With the 24/7 video camera, we felt as if we were on a reality TV show. One night I climbed into bed with Cynthia to watch a video via Netflix on the Samsung tablet. About half way through, the tech that was watching us came into the room and said I couldn’t be in the bed because I wasn’t the patient. Liability and all that stuff. So we pushed a couple chairs together and continued the movie, the camera swiveling to our new location. Here’s the camera and the ultraviolet LED illuminator for watching us at night:

The camera is a pan, tilt, and zoom type. At the end of the hall is a room with 16 large screen monitors; 8 screens have the video feed from 8 patients, and the other 8 show EEG activity for each patient. A new batch of patients starts every Monday.

By the end of day three the team had enough information to make a preliminary diagnosis. The team spent the fourth day looking for zebras (potential but unlikely causes for Cynthia’s seizures). On Friday we met with the doctor and physician assistant.

The results of the testing were very rewarding and made the week eminently worth while. It seems that for the past twenty months Cynthia has been misdiagnosed and over medicated with all the wrong medicines. She doesn’t have epilepsy, but rather non-epileptic “events” from a “shower of blood clots” during the open heart surgery.

This “good” news makes us very happy because Cynthia won’t need to be on those dreadful drugs for the next 30 or however many years, and also because she doesn’t need brain surgery to remove pieces and parts of malfunctioning brain cells. Yes!

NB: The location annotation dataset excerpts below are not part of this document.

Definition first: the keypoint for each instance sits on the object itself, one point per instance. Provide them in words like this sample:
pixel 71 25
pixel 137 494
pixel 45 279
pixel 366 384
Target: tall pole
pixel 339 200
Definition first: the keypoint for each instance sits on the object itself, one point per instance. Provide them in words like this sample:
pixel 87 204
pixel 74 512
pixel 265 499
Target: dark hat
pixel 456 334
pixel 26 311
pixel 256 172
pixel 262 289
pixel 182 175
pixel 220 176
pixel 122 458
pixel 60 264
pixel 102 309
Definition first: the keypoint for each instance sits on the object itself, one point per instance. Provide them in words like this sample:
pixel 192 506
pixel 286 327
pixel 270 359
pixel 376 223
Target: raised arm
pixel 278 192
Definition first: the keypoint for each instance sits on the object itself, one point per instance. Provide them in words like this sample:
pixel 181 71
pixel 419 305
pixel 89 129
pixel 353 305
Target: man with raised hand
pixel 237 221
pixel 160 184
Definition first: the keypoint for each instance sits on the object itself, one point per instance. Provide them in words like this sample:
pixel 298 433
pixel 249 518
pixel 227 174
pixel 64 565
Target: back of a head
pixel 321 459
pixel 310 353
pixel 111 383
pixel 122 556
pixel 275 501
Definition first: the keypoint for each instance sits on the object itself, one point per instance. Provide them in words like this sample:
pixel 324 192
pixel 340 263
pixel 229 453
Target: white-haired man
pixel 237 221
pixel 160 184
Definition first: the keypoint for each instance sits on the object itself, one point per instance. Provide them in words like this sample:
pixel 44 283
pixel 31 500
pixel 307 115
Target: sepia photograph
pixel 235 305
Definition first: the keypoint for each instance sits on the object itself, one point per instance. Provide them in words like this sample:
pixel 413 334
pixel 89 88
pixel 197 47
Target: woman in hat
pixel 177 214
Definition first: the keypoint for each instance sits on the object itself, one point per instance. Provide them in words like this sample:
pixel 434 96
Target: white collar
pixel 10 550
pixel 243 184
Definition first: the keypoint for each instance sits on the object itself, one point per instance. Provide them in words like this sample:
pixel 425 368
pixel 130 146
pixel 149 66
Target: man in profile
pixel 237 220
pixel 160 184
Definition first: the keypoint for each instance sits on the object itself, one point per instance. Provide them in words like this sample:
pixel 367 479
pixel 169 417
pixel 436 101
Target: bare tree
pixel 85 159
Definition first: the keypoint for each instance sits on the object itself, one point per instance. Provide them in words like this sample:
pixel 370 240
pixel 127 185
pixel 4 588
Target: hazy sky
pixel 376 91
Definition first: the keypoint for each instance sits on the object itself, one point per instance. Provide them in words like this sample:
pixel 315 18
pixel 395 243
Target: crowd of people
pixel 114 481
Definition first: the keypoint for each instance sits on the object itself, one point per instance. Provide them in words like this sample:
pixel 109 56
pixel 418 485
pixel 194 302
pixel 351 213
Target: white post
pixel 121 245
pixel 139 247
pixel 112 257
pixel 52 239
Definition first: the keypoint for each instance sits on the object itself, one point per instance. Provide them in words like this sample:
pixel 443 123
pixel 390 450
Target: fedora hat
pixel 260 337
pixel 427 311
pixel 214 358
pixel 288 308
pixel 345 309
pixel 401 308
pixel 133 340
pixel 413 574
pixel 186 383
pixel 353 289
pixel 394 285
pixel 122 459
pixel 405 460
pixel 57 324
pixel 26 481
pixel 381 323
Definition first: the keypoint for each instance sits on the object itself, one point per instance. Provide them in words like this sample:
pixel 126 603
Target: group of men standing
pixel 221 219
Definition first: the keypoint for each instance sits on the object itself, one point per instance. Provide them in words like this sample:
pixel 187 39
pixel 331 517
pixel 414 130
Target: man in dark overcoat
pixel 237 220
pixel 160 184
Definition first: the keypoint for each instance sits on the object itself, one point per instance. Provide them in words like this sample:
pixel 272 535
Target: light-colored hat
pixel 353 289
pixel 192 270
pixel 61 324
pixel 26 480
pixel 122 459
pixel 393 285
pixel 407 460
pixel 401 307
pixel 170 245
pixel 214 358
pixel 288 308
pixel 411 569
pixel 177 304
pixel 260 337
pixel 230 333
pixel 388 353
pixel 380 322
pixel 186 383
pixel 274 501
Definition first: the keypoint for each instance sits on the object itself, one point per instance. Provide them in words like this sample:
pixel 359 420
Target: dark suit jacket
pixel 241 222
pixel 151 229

Now, a very small amount of the correct medicine has already made a world of difference. Although we just arrived home at 3:00 this morning, she is already more alert, happier, and looking forward to living a normal life (is there such a thing?) and getting back to sewing, working with seed beads and hot glass, and working to make our new house a home.

Here is a happy Cynthia on day five getting the electrodes removed, just before being discharged. The glue is a very durable goop and needs a greasy, smelly acetone-based solution similar to nail polish remover. She was an even happier camper after she washed her hair the third time(!):

There is still healing to be done, but now life is again worth living. She is excited and I am ecstatic!

Thinking back to the journey home, I am delighted to have sat next to that lovely woman  on the airplane.